Watch Sammarco's full news conference in the player below:
Sammarco said the "jerking" and "howling" Fred Warmbier described would be consistent with someone who suffered severe brain damage.
"In patients that have chronic ... brain damage, there are involuntary movements and sounds and grunts and so forth that happen, and when you’re not familiar with patients that have that kind of brain damage, I think it’s going to be alarming for a lot of people," Sammarco said.
But Sammarco would not comment specifically about what the Warmbiers said.
“They’re grieving parents, and I really can’t make comments about what they said or their perception," Sammarco said. "All I can tell you is, we here in this office depend on science for our conclusions ... if we saw something that was significant and we could back it up ... we would do that.”
Dr. Daniel Kanter, director of Neurocritical Care Program at the University of Cincinnati Medical Center, said his coma was likely caused from cardiac or respiratory arrest, which decreases blood supply and results in the death of brain tissue.
Dr. Jordan Bonomo said respiratory arrest is the main cause of cardiopulmonary arrest in a young person, and respiratory arrest is typically caused by “intoxication or traumatic injury.”
“We do see respiratory arrests from overdose -- from medication overdose -- intentional or otherwise,” Bonomo said. “It would be inappropriate for me to speculate about the intent or whether this was a misadministration of a medication.”
Doctors found no evidence of trauma after examining all of Otto's bones. Kanter said scans did not show any acute or healing fractures, including scans of his skull.
Earlier reports of Otto's condition stated North Korean officials claimed he had contracted botulism, and he fell into a coma after he was given a sleeping pill.
Dr. Brandon Foreman, associate director for Neurocritical Care Research, said there was no evidence that would suggest “active or chronic” botulism -- a nerve-damaging bacteria.
Kanter said there is no way to tell for certain how Otto sustained his injuries. Kanter also said Otto's "skin was in good condition, and he was well-nourished when he arrived at our facility."
Sammarco reiterated Otto’s body and skin were in “excellent condition” for someone who was bedridden.
“Well I think most people are familiar with bedridden people, it takes a lot of care and a lot of consistent rotating and conditioning of the skin to make sure that you don’t have skin breakdowns, so I’m sure that he had to have round-the-clock care to be able to maintain the skin in the condition it was in,” Sammarco said.
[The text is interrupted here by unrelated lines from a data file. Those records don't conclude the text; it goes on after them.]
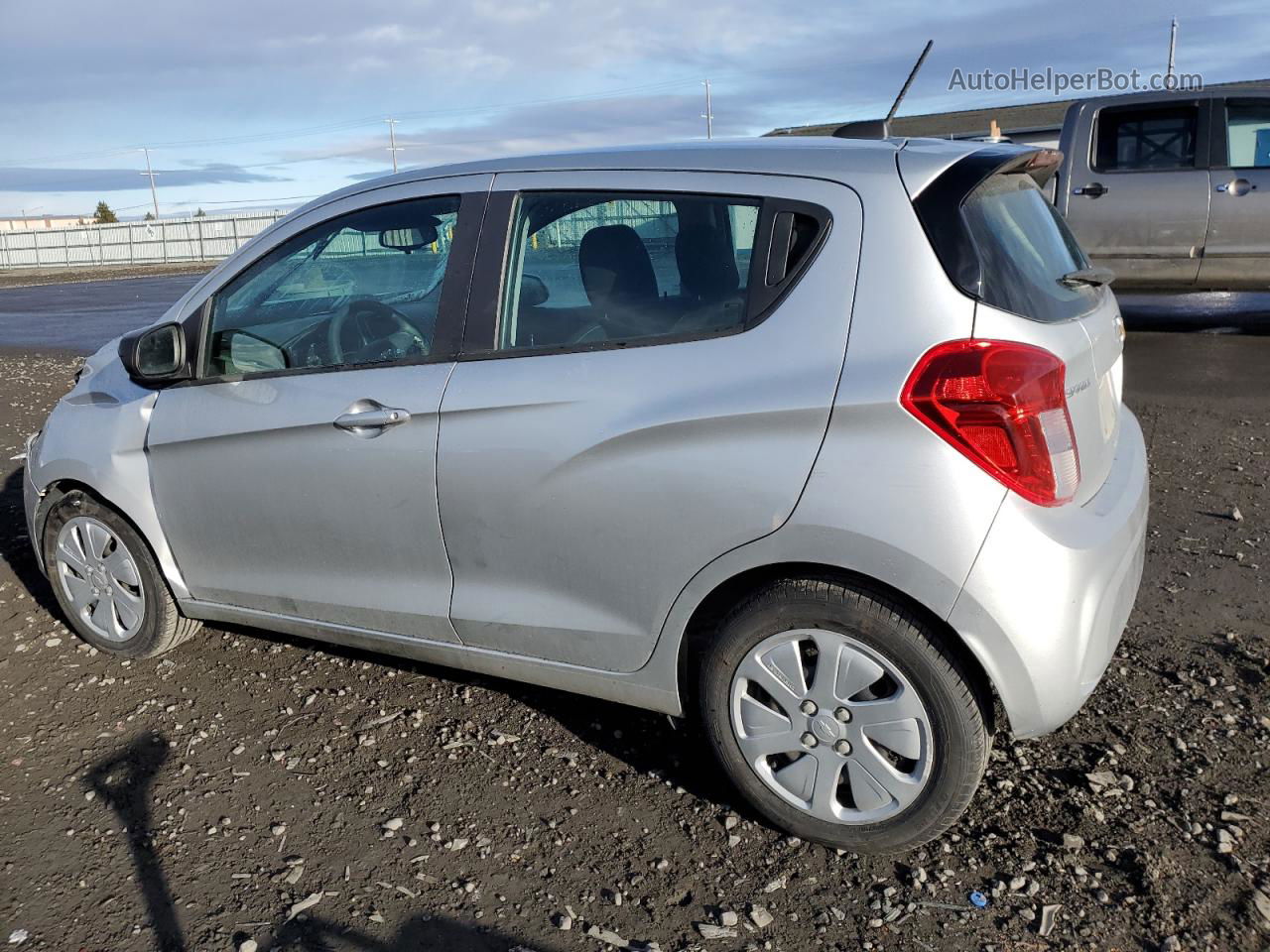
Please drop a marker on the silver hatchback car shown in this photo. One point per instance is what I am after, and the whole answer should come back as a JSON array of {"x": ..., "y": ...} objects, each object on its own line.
[{"x": 818, "y": 439}]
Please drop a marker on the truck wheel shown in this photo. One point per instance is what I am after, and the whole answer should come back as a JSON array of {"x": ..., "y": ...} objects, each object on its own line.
[
  {"x": 839, "y": 716},
  {"x": 107, "y": 581}
]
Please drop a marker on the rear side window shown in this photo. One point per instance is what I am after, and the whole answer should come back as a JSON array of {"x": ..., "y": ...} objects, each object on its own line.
[
  {"x": 1024, "y": 249},
  {"x": 1247, "y": 134},
  {"x": 593, "y": 268},
  {"x": 1139, "y": 140}
]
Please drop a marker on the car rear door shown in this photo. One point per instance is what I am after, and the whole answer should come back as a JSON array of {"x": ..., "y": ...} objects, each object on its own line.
[
  {"x": 1237, "y": 250},
  {"x": 304, "y": 485},
  {"x": 1138, "y": 204},
  {"x": 648, "y": 391}
]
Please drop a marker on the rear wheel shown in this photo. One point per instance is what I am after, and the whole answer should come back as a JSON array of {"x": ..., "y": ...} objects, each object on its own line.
[
  {"x": 839, "y": 716},
  {"x": 107, "y": 580}
]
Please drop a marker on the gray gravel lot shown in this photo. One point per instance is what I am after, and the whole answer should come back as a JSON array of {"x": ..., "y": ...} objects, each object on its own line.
[{"x": 254, "y": 787}]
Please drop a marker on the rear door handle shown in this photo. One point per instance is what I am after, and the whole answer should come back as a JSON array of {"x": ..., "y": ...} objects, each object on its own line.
[
  {"x": 370, "y": 417},
  {"x": 1239, "y": 186}
]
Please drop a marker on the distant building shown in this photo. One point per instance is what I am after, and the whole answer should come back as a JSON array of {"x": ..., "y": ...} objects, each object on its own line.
[
  {"x": 37, "y": 222},
  {"x": 1032, "y": 123}
]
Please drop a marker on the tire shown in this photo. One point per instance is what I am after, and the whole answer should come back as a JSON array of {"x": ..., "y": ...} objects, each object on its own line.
[
  {"x": 924, "y": 717},
  {"x": 135, "y": 616}
]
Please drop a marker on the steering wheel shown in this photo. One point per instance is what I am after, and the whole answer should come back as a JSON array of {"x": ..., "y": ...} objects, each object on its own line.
[{"x": 367, "y": 306}]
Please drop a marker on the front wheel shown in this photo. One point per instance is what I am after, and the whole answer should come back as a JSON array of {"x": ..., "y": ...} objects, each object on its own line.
[
  {"x": 839, "y": 717},
  {"x": 107, "y": 580}
]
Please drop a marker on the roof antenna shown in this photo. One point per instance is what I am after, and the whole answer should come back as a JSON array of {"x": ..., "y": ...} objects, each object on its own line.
[{"x": 881, "y": 130}]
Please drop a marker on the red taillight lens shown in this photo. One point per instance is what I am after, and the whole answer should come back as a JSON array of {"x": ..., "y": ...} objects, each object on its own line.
[{"x": 1002, "y": 405}]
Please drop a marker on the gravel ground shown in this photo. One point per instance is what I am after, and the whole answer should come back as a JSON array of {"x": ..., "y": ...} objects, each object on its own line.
[{"x": 253, "y": 788}]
Along with honoring the family’s wishes, Sammarco said her office decided not to perform an autopsy because they felt like “nothing significant was going to be gained,” considering whatever happened to Otto happened a year before his return to the U.S.
How exactly did Otto sustain brain damage? Sammarco, like many others, said she couldn’t answer that question.
“We don’t know what happened to him to cause that brain damage over a year before he died … at this point we’re never going to know ... unless the people that were there at the time it happened come forward and say, ‘This is what happened to Otto,’” Sammarco said.